No matter, gambling is a dead-end issue for solving the county's debt crisis. To restructure its debt, the county will likely need Governor Bob Riley to convene a special session of the Alabama Legislature. He wouldn't do that if the plan included gambling, he said last week.
Commission President Collins claims gambling is a wedge issue invented by Carns and his commission ally Bobby Humphryes.
"I didn't need to see the governor on my television screen to know he would never call a special session for something that included gambling," Collins said last week.
Collins' vote last week double crossed her fellow Republicans on the commission - a significant break from the group that campaigned on "No debt, no Democrats, no dome."
Carns denied that a rift had been forming among the commission Republicans, but even the blind in the county courthouse could have seen it coming. Increasingly, the financial team had worked with Carns, leaving Collins out of the loop. Collins reasserted her control of the commission.
However there is something even more disconcerting here than Collins' petty politics. The commission president said some things in a press conference last week that show a willful ignorance of the county's financial situation.
In that press conference, Collins said that the county must make sure there is money for sewer expansion in north Jefferson County. The commission president still dreams of suburban sprawl along a new I-459 beltline.
The county's financial disaster was a group effort - no one person could have done this alone.

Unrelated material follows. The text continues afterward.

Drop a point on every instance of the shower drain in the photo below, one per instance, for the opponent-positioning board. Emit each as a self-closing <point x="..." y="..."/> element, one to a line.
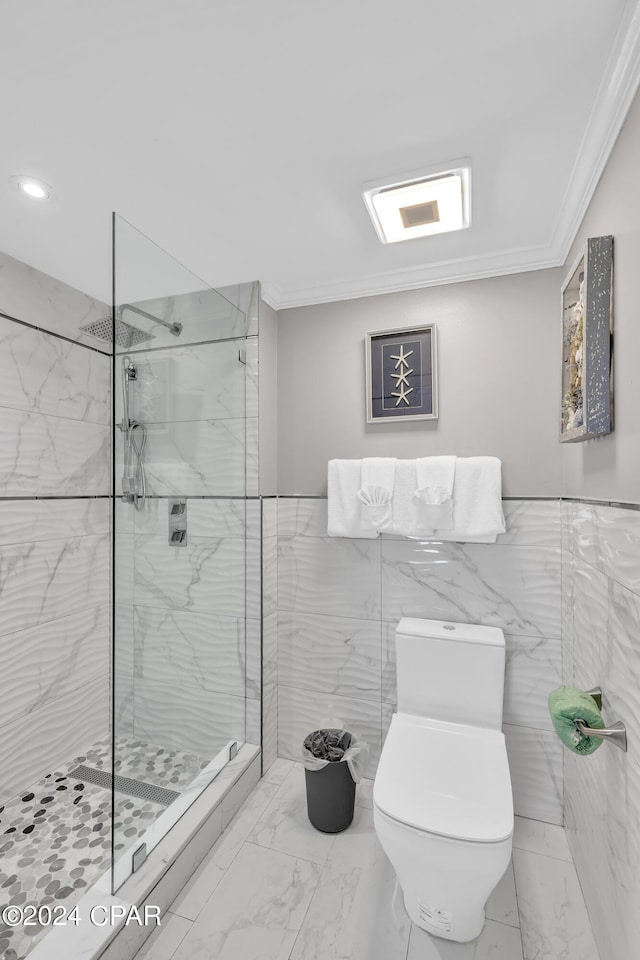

A major component of that disaster was a suburban Republican notion of growth - the belief that the world would be a better place if only we had more strip malls filled with Cato Fashions and Payless shoe stores. At the peak of its county's sewer construction, The Birmingham News discovered that nearly a third of the county's so-called rehab work was in fact sewer expansion. Collins still thinks that is a good idea.
And to carry out her plan to fix the county's problems, she has helped hire many of the same people who helped create it.
When I asked Collins about the new financial team's role in the financial crisis, she pled ignorance.
"I have no knowledge of that," she said. "I don't remember them working for the county."
Now she has joined forces with Commissioner Smoot, who until February claimed the county's financial straights were a Republican fabrication to make the Democrats look bad.
The commissioners have wondered aloud why the county's creditors would want an oversight committee. Now they have answered their own question.